46. The method of claim 45 wherein the step of coupling output of the one or more applications shown by the one or more client application displayed on the one or more media output to the one or more corresponding applications comprises communicating one or more coordinate and event tag pairs.

47. The method of claim 45 further comprising the step of simulating physical motion that is required for interacting with the one or more applications by simulation based on user interaction with output of the one or more applications displayed by the one or more client applications on the one or more media outputs.

48. The method of claim 44, further comprising the step of creating an instance of the application to enable user interaction with the instance of the application .

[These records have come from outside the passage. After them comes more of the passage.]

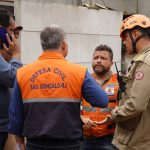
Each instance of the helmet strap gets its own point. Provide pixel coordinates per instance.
(134, 41)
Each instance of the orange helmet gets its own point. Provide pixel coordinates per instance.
(134, 20)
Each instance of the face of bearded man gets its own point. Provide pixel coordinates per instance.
(101, 62)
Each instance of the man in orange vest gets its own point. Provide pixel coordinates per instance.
(45, 105)
(99, 137)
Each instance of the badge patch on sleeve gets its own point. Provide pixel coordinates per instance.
(139, 75)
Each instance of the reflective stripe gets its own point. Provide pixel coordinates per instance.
(89, 109)
(51, 100)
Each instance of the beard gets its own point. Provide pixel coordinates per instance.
(101, 70)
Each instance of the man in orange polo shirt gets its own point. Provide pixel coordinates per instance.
(99, 137)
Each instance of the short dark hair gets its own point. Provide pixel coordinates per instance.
(5, 17)
(52, 37)
(104, 47)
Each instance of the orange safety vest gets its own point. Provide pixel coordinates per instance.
(51, 93)
(111, 87)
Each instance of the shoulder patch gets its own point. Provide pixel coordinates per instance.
(139, 75)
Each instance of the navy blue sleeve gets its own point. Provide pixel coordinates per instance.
(93, 93)
(16, 113)
(8, 71)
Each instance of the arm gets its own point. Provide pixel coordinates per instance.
(139, 97)
(8, 71)
(93, 93)
(16, 114)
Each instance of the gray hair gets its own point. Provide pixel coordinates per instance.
(51, 37)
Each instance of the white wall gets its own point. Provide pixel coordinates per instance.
(85, 29)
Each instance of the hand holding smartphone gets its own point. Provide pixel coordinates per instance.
(9, 44)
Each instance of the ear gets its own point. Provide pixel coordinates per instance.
(136, 34)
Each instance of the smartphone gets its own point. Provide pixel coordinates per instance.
(3, 38)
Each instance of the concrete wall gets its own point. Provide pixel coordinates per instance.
(85, 29)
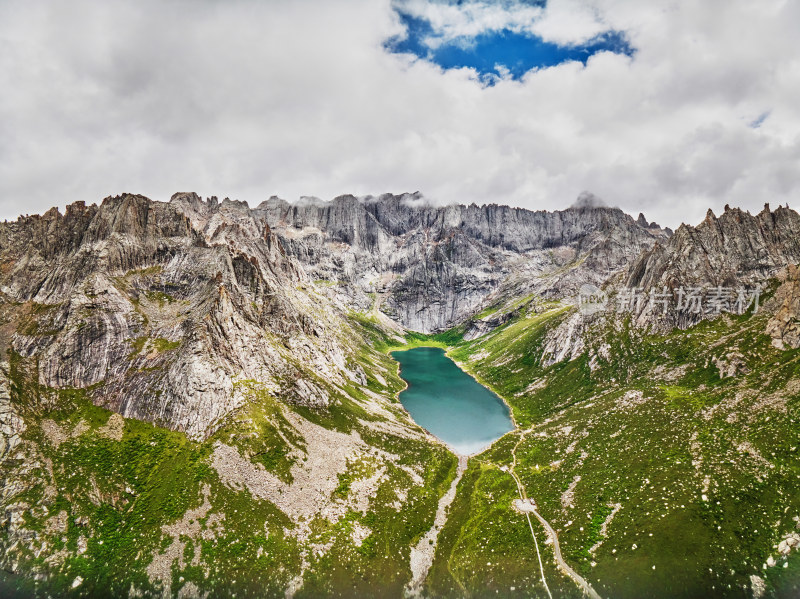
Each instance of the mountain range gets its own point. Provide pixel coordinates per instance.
(197, 399)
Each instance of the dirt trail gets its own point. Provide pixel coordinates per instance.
(422, 555)
(565, 567)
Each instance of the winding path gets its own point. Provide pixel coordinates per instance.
(565, 567)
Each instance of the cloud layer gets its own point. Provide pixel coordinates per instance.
(249, 99)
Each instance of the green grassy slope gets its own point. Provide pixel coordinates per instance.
(695, 477)
(91, 508)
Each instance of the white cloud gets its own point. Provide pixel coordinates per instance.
(249, 99)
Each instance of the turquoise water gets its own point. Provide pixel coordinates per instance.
(448, 402)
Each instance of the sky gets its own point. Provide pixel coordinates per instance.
(668, 107)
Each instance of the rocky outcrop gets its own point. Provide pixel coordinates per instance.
(11, 423)
(736, 248)
(435, 266)
(157, 309)
(784, 326)
(725, 260)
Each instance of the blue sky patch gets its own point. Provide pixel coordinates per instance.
(498, 53)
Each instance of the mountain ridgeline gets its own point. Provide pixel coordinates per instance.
(201, 393)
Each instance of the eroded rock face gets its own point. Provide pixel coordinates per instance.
(434, 266)
(735, 251)
(158, 308)
(736, 248)
(784, 326)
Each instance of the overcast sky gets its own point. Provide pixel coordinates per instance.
(667, 107)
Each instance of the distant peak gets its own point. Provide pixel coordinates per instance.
(587, 199)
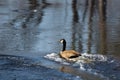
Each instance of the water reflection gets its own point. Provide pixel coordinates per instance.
(102, 26)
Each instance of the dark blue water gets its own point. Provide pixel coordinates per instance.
(31, 29)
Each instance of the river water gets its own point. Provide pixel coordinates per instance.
(31, 29)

49. The system of claim 48, wherein the instance of the application is created to enable user interaction with the instance of the application begins at the beginning of the application.

50. The system of claim 48, wherein the instance of the application created to enable user interaction with the instance of the application begins at the place at which the application was executing when the user interaction with the application is initiated.

51. The system of claim 48, wherein the instance of the application created for the user interaction begins at the place in the application that is most relevant to the user request.

52. The method of claim 29 further comprising the step of coupling the one or more applications to one or more hardware devices residing on the one or more clients.

53. The method of claim 52 wherein the step of coupling the one or more applications to one or more hardware devices residing on the one or more clients further comprises communication of one or more hardware values.

54. The method of claim 53 further comprising the step of the one or more

applications processing the hardware values.

55. The method of claim 29 further comprising the step of executing the one or more applications using one or more virtual servers.

56. A system for generating dynamic user interface comprising:

One or more clients;

One or more servers networked with the one or more clients;

One or more applications residing in the one or more servers; and

One or more client applications residing in the one or more clients;

wherein the one or more client applications are coupled with the one or more applications residing in the server in order to enable user interaction with the one or more applications via the one or more clients.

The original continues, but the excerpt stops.